I liked Halloween okay when I was a kid, but the experience was quite diluted compared to what city kids experienced. I lived on a farm, so my dad would drive my brother and me to a couple of the neighbors’ houses, and that was it. Huge Trick-or-Treat bags full of candy was not part of my childhood.
The most fun I ever had on a Halloween came during my working years at a good-sized company in South Florida. I had never dressed up at any job for that holiday, so I was considered a Halloween spoilsport of the worst kind. That’s why the year I decided to cover up from head to toe in a homemade monster-from-the-deep costume and an ugly rubber mask was a big success. I stayed far away from my own office, wandering the big common area full of accounting clerks in cubicles, supervisors in bigger cubicles, and cruising past the managers’ offices with barely a glance. I didn’t speak so no one could figure out my identity from my voice.

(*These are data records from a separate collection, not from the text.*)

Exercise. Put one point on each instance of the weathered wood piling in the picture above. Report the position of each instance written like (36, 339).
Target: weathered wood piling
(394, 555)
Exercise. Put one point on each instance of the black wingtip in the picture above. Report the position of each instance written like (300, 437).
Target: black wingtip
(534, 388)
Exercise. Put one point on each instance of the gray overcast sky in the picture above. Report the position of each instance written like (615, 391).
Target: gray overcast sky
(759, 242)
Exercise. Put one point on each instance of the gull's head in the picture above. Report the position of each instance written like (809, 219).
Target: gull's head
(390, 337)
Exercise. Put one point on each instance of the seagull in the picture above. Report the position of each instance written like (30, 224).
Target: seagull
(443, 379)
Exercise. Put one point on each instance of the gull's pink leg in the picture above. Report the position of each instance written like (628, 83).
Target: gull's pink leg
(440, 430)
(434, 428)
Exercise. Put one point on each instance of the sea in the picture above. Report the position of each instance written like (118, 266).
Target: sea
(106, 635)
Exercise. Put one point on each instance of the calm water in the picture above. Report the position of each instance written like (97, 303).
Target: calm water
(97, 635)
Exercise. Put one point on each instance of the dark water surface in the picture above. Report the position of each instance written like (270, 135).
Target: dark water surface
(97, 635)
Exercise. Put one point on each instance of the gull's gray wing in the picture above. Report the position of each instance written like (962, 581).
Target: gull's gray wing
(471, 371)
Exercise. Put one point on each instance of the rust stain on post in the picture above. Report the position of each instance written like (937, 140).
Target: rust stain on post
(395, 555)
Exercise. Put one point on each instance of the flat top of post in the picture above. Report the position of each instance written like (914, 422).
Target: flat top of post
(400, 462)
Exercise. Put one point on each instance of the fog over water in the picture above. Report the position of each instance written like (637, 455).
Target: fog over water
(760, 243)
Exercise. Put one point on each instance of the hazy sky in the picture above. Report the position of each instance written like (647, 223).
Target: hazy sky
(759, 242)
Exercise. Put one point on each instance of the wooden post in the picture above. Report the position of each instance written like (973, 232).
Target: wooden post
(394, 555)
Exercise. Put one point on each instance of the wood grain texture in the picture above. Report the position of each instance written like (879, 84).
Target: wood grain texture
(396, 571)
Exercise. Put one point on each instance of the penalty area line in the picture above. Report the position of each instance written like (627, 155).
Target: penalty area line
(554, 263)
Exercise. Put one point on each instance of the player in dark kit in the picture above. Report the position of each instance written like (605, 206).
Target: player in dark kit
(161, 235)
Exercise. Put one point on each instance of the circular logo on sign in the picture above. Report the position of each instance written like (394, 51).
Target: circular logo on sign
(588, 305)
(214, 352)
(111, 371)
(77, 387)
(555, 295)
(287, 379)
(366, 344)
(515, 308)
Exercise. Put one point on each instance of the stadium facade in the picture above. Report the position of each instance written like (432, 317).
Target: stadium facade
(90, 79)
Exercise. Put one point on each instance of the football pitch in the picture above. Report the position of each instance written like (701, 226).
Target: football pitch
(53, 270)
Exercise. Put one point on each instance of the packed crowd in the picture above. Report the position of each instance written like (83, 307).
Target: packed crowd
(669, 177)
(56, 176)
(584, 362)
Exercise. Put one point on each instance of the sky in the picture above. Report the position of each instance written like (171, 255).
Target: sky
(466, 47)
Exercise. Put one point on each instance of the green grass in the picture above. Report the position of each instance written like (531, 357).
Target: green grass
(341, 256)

No one recognized me. I was in my mid-fifties, and I had finally enjoyed a Halloween to its fullest.
I’m retired now and a stay-at-home writer, I don’t go to Halloween parties, and the young Trick-or-Treaters stopped coming into the dark corner of our court years ago. We finally stopped buying the candy that we always ended up eating ourselves, and we keep the gate closed and the porch light off.
In a way, it’s kind of sad to have a holiday I can’t enjoy, but Halloween and Trick-or-Treating seems outdated and even dangerous. And then there’s this thing going on about clowns. See, when I think of a clown, I think of the great sad-faced Emmett Kelly. Or all the funny-faced clowns piling into the little car at the circus. I always liked clowns.
Things change. Have they changed for you, or are you still a fan of Halloween?